NSES Content Standard D 
Earth and Space Science: Earth's history
Grades 5-8, page 160

The Earth processes we see today, including erosion, movement of lithospheric plates, and changes in atmospheric composition, are similar to those that occurred in the past. Earth history is also influenced by occasional catastrophes, such as the impact of an asteroid or comet.

Benchmark 4C The Physical Setting: Processes that Shape the Earth
Grades 6-8, page 73
Thousands of layers of sedimentary rock confirm the long history of the changing surface of the earth and the changing life forms whose remains are found in successive layers. The youngest layers are not always found on top, because of folding, breaking, and uplift of layers.

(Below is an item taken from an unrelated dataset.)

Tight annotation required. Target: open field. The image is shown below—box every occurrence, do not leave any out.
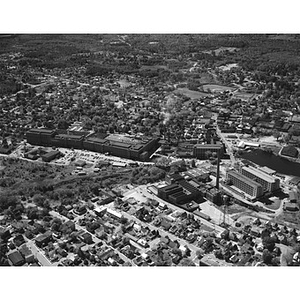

Science for All Americans Historical Perspectives:
Chapter 10, page 999
The age of the earth was not at issue for most of human history. Until the nineteenth century, nearly everyone in Western cultures believed that the earth was only a few thousand years old, and that the face of the earth was fixed--the mountains, valleys, oceans, and rivers were as they always had been since their instantaneous creation. From time to time, individuals speculated on the possibility that the earth's surface had been shaped by the kind of slow change processes they could observe occurring; in that case, the earth might have to be older than most people believed. If valleys were formed from erosion by rivers, and if layered rock originated in layers of sediment from erosion, one could estimate that millions of years would have been required to produce today's landscape. But the argument made only very gradual headway until English geologist Charles Lyell published the first edition of his masterpiece, Principles of Geology, early in the nineteenth century. The success of Lyell's book stemmed from its wealth of observations of the patterns of rock layers in mountains and the locations of various kinds of fossils, and from the close reasoning he used in drawing inferences from those data.